15 - hobby shop




Dave tells me he’s found a way that we can drive cars, even though we are still years too young to get our driver’s licenses.
This is a big mystery to me. So I’m willing to go along with him, even though he won’t tell me where we’re going or how we can make it happen.
He says he’ll show me.
So far I have managed to drive my uncle’s car twice – once even with permission that time he let me drive up and down the driveway, which only made me ache for more.
Our age is a torture – look but don’t touch – enough to turn anyone into a car thief, not that I need more than a little push in that direction, though that one night when I drove it out our driveway, and down Lakeview Avenue, and over the Parkway Bridge, and then to the on ramp behind School No. 11 to Route 46 made my uncle so angry (angrier even than the Fourth of July rocket) I know better than to try it again.
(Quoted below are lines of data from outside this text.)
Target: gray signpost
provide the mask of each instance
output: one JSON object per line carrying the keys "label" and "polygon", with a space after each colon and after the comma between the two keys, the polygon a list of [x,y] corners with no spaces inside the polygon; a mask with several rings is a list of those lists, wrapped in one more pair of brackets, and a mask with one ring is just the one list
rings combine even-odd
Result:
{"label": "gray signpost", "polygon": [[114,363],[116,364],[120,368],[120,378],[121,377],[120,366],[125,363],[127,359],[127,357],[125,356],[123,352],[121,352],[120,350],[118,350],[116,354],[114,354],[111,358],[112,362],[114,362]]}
My uncle didn’t call the police on me that time. The cops caught me on their own, saying I looked too small behind the wheel, though I think my traveling down the highway at a hundred might have given me away.
When I ask Dave where we are going, he won’t tell me that either.
“You’ll see,” he says as we hop on our bicycles and head down the Lakeview Avenue hill towards Passaic – not to Passaic – down the way the Number 3 bus goes when it heads in that direction from my house on the top of the hill at Crooks Avenue, passed St. Brendan’s Church, the convent, the school yard playground that serves as a parking lot on Sunday,  passed Weiss’ Foodtown, and the real estate/insurance office, and then the Parkway overpass over which Dave and I got caught throwing matches although neither of us is sure which of us did it and so blamed each other, and then passed the gas station on the right on the corner of Fifth Street and the string of stores on the other side that changes what kind of store they are from month to month, once a fancy knickknack shop, then a fabric shop, but now empty with a sign in its window saying: for lease – with a corner bar on this side where Sixth Street intersects with Lakeview, while on the other side, there is the office of a contractor with a corner parking lot, and a fenced in area about that just as the street rises and just below the basement wall of the first house in on Sixth, where a large German shepherd runs from one side to the other, barking and growling, a beast nearly as old as I am, but still mean, still scaring me from the time when my best friend was Stephen and I had to turn there to climb that hill to go see him and the dog would lunge at the cyclone fence, jaws trying to work through the narrow opening to get at me.
I don’t know where we will find a car at the end of this unless we steal one, which I won’t, having learned from the cops the first time that the next time I’ll go to jail if I do.
Then I think this is an elaborate joke, only Dave’s not that funny, he only thinks he is, and he tells stupid jokes, nothing anywhere near as clever at this.
By the time we passed School No. 11 and the old German bakery my grandmother always sends me to in order to get the bread she remembers her mother baking back when they both lived over in the German section of Little Ferry as a young girl, then under the Route 46 overpass, I begin to think Dave may have lost his mind; we’re not liked down at this end of Lakeview Avenue, especially at the sweetshop a half block up from the overpass where the kids from the Junior High hang out. We even pass Old Doc Wallace’s place just beyond Piaget Avenue, convenient if any of the junior high kids catch us and we need Doc to fix us up afterwards.